In the first and third inventions of such a configuration, the basic components contained in the incineration ash present in the post-combustion zone (mainly by mainly supplying the silica sand and flux to the post-combustion zone of the waste incinerator Calcium oxide (CaO) is converted to Si-containing oxides (silicate compounds such as CaSiO ₃ and Ca ₂ SiO ₄ ) to reduce the basicity of incineration ash (by lowering the pH, thereby suppressing lead elution of incineration ash At that time, the fluxing agent lowers the melting point of each component of incineration ash and silica sand, and is easily melted at a temperature of 600 to 700 ° C., which is the ambient temperature of the post combustion zone in the furnace, Let the reaction proceed.
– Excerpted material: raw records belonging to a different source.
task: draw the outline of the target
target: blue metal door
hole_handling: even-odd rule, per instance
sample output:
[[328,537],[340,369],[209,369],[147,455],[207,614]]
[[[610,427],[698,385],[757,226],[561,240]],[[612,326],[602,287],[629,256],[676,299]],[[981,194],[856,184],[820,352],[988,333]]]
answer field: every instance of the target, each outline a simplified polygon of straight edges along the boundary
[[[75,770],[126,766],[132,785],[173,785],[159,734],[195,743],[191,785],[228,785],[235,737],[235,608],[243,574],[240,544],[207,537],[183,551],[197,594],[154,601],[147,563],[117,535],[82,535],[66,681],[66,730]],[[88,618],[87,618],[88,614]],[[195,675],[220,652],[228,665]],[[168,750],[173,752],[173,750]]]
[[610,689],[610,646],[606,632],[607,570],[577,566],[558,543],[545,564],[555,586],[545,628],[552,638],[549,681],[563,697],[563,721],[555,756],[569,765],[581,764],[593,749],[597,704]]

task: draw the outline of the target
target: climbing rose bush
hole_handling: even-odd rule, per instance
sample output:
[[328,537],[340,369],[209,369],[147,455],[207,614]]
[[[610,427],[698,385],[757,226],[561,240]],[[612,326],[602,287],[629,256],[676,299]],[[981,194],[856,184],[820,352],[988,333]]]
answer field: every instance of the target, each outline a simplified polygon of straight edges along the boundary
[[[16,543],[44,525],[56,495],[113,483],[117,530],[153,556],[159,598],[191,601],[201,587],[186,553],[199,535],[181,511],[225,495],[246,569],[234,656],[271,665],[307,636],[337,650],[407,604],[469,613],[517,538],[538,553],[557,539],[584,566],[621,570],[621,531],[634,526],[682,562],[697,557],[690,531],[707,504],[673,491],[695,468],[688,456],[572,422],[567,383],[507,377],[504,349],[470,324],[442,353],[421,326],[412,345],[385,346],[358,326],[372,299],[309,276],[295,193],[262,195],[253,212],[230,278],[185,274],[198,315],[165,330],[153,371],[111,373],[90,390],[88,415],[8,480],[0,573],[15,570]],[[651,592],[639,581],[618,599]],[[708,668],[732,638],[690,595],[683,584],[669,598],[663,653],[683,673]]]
Further, in the second and fourth inventions of the above configuration, the incineration ash discharged from the incinerator is classified by a classification device, and among the classified incineration ash, lead is larger than the large particle size incineration ash. Si-containing oxides (CaSiO ₃ , Ca ₂ SiO _4, etc.) contained in the incineration ash by supplying the small particle size incineration ash containing the silicon oxide together with the silica sand and flux to the post-combustion zone of the incinerator. Changes the basicity of incineration ash and suppresses lead elution of incineration ash.

  As described above, according to the present invention, by supplying the reaction agent containing silica sand and flux to the post-combustion zone of the waste incinerator, the melting point of each component of incineration ash and silica sand is obtained by the action of flux. The basic component contained in the incineration ash in the post-combustion zone is changed to an oxide containing Si, since the temperature can be lowered to the same level as the temperature of the post-combustion zone atmosphere and the reaction is allowed to proceed easily. By reducing the basicity of the incineration ash, lead elution of the incineration ash can be suppressed, and a separate facility for incineration ash treatment can be dispensed with, making it possible to reduce equipment costs and operating costs.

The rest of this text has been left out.